Sympathy for America’s big-city mayors and their allies is evaporating –- generally for good reason. Portland and Seattle, for instance, seemed willing to give rioters a free hand before belatedly stepping in. And of course there’s the amazing quote from Chris Cuomo, the brother of New York’s Governor : “Please, show me where it says protesters are supposed to be polite and peaceful.”
The worst-run cities will pay a huge price for this indecision when rioters finally leave but shoppers and merchants don’t come back. …
Factor 1: They’re irredeemably broke because of previous left wing policies.

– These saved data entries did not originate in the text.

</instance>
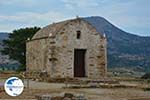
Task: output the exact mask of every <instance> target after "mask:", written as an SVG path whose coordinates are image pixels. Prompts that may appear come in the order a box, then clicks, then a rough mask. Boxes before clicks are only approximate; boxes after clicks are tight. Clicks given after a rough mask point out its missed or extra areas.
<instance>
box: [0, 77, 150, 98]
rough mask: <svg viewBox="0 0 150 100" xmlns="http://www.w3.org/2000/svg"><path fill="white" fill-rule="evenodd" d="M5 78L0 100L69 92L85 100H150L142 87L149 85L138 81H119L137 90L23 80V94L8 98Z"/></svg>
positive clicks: (2, 80) (32, 96)
mask: <svg viewBox="0 0 150 100" xmlns="http://www.w3.org/2000/svg"><path fill="white" fill-rule="evenodd" d="M6 79H7V78H6V77H3V78H2V76H0V100H3V99H9V100H10V99H15V100H17V99H21V100H30V99H31V100H36V98H35V96H36V95H42V94H52V93H64V92H69V93H70V92H71V93H75V94H83V95H84V96H85V97H86V98H87V100H150V91H144V90H143V89H142V87H150V83H145V82H141V81H140V82H138V81H135V82H134V81H125V80H124V81H120V80H119V81H120V83H121V84H122V85H124V84H125V85H128V86H133V87H136V86H137V87H138V88H129V87H117V88H106V87H105V88H64V87H65V86H66V84H64V83H46V82H37V81H32V80H29V88H27V86H28V84H27V82H28V80H23V82H24V85H25V88H24V91H23V93H22V94H21V95H20V96H17V97H10V96H8V95H7V94H6V93H5V91H4V88H3V84H4V82H5V81H6Z"/></svg>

It’s easy to forget that less than a year ago – when the national economy seemed pretty strong and people were borrowing and spending with abandon – the unfunded liabilities of Chicago, Los Angeles, New York and a long list of other venerable cities were already out of control and threatening those governments’ solvency. …

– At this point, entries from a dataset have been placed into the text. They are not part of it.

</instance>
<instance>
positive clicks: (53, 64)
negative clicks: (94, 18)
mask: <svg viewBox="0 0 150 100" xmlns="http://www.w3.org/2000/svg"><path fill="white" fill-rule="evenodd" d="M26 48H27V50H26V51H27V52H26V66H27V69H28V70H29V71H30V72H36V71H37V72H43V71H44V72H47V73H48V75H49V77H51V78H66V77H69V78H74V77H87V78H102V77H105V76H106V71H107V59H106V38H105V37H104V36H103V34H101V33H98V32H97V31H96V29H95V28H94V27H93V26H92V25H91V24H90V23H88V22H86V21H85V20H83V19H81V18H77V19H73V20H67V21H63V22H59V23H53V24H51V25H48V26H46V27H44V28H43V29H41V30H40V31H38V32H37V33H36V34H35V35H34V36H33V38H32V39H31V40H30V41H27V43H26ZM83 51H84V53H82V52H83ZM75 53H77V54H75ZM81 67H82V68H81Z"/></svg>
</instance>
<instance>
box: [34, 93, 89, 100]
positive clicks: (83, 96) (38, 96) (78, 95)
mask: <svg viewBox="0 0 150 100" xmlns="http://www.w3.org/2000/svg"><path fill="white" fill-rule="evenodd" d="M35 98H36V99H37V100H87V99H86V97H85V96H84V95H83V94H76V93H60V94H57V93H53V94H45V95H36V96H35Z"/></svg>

Today’s big-city mayors are just the latest in a long line of leaders who bought labor peace and public sector votes by paying teachers, police, and firefighters way more than was mathematically possible in the long run. But the way can-kicking works is that the people who start the game get out with their reps and fortunes intact while the people in charge at the end get all the blame. In other words, today’s mayors were in deep trouble even in a normal business cycle. …

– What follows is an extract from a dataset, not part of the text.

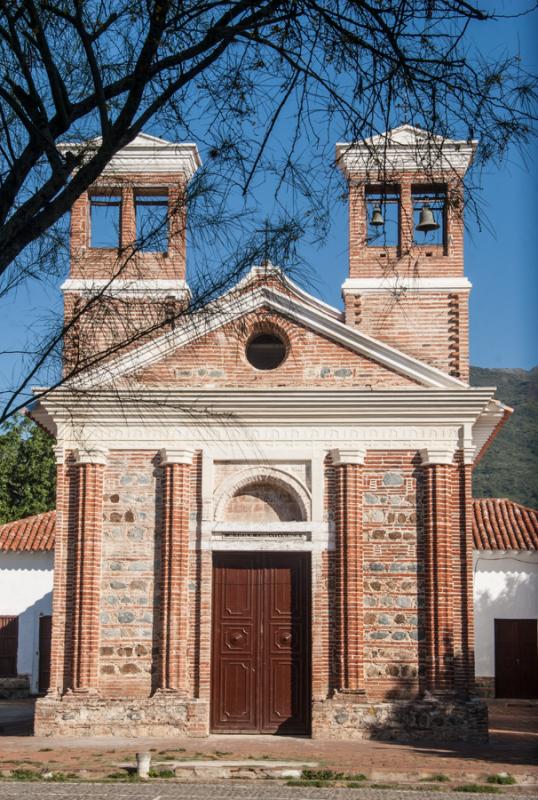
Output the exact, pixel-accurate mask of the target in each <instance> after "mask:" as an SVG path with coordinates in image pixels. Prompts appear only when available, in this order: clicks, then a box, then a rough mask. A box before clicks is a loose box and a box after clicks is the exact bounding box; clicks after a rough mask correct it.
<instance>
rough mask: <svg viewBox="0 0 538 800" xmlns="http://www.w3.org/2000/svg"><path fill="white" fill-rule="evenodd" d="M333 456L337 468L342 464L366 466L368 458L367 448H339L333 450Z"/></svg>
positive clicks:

Factor 2: The self-image of a Democrat mayor is of an activist leading the protests. But the protestors reject them.
Most big-city mayors are liberals, which isn’t surprising given the voting patterns of urban populations. And not just any old liberals, but hard-core, all-in civil-rights-obsessed liberals who remember (or grew up on tales of) the civil rights movement of the 1960s and have modeled their political lives accordingly.
Most of them fantasize about being this generation’s Marin Luther King, leading a massive march on Washington that forces historic changes in how the least among us are treated.
They thought they’d finally gotten their chance when the current protests erupted, and gleefully tried to get in front of the crowd, no doubt hoping to not just encourage it but lead it.
That’s an admirable goal. But this is not Martin Luther King’s movement.
When, for instance, the mayor of Portland showed up expecting to be welcomed with open arms — he was one of them after all — the reaction was just slightly different. [They rudely wouldn’t even let him speak at the protest.]
Now Portland and Seattle look like the set of a Mad Max film, and their mayors, along with many others across the country, are confronting not just riots, but a repudiation of their life’s work. If they’re not civil rights leaders, what are they?
That – not their supposed hard-core Marxism — explains the mayors’ indecision: They know they’re required to protect their small businesses and peaceful citizens. But to do that they have to cross their people, who, until just a couple of weeks ago, defined the mayors’ political careers. They’d sooner arrest their own children.
Put another way, big-city Democrat mayors have gone from being — in their own minds — exactly the right people for this historical moment to being exactly the wrong people. They have no idea how to reconcile their self-image and life’s work with this baffling new world, and they’re paralyzed.
Rejected by the protestors, the Democrat mayors are suddenly finding they are the man. A man with impossible debts inherited from others, who has to cut people’s benefits and city services. They are so screwed. Like all of the current short-sighted Democrat leadership.